The resolution of a far-field optical microscopy is usually limited to d=λ/(2nsinα)> 200 nm, with nsinα denoting the numerical aperture of the lens and  λthe wavelength of light. While the diffraction barrier has prompted the invention of electron, scanning probe, and x-ray microscopy, the 3D-imaging of the interior of (live) cells requires the use of focused visible light.

I will discuss new developments of optical microscopy that I anticipate to have a lasting impact on our understanding of living matter. Emphasis will be placed on physical concepts that have overcome the diffraction barrier in far-field fluorescence microscopy. To set the scene for future directions, I will show that all these concepts share a common strategy: exploiting selected states and transitions of the fluorescent marker to neutralize the limiting role of diffraction.

The first viable concept of this kind was Stimulated Emission Depletion (STED) microscopy where the spot diameter follows d≈λ/{2nsinα(1+I/I_s)^1/2}; I/I_s is a measure of the strength with which the molecule is send from the fluorescent state to the dark ground state. For  I/I_s →∞  it follows that d→0, meaning that the resolution that can, in principle, be molecular. The concept underlying STED microscopy can be expanded by employing other transitions that shuffle the molecule between a dark and a bright state, such as (i) shelving the fluorophore in a dark triplet state, and (ii) photoswitching between a ‘fluorescence activated’ and a ‘fluorescence deactivated’ conformational state. Examples for the latter include photochromic organic compounds, and fluorescent proteins which undergo a cis-trans photoisomerizations. Switching can be performed in an ensemble or individually in which case the image is assembled molecule by molecule at high resolution. By providing molecular markers with the appropriate transitions, synthetic organic chemistry and protein biotechnology plays a key role in this endeavor.

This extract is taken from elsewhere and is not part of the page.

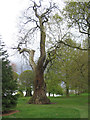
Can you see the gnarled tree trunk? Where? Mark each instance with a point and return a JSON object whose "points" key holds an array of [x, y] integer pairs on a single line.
{"points": [[39, 96]]}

Besides being a fascinating development in physics, far-field optical ‘nanoscopy’ is highly relevant to the life sciences. In fact, it has already been a key to answering important questions in biology [1, 2]. Due to its simplicity and improving performance, I expect far-field optical nanoscopy to enter virtually every cell biology laboratory in the near future.

[1] S. W. Hell, Far-field optical nanoscopy, Science 316 (2007) 1153.

[2] Westphal, V., S. O. Rizzoli, M. A. Lauterbach, D. Kamin, R. Jahn, S. W. Hell, Video-Rate Far-Field Optical Nanoscopy Dissects Synaptic Vesicle Movement, Science (2008) DOI: 10.1126/science.1154228.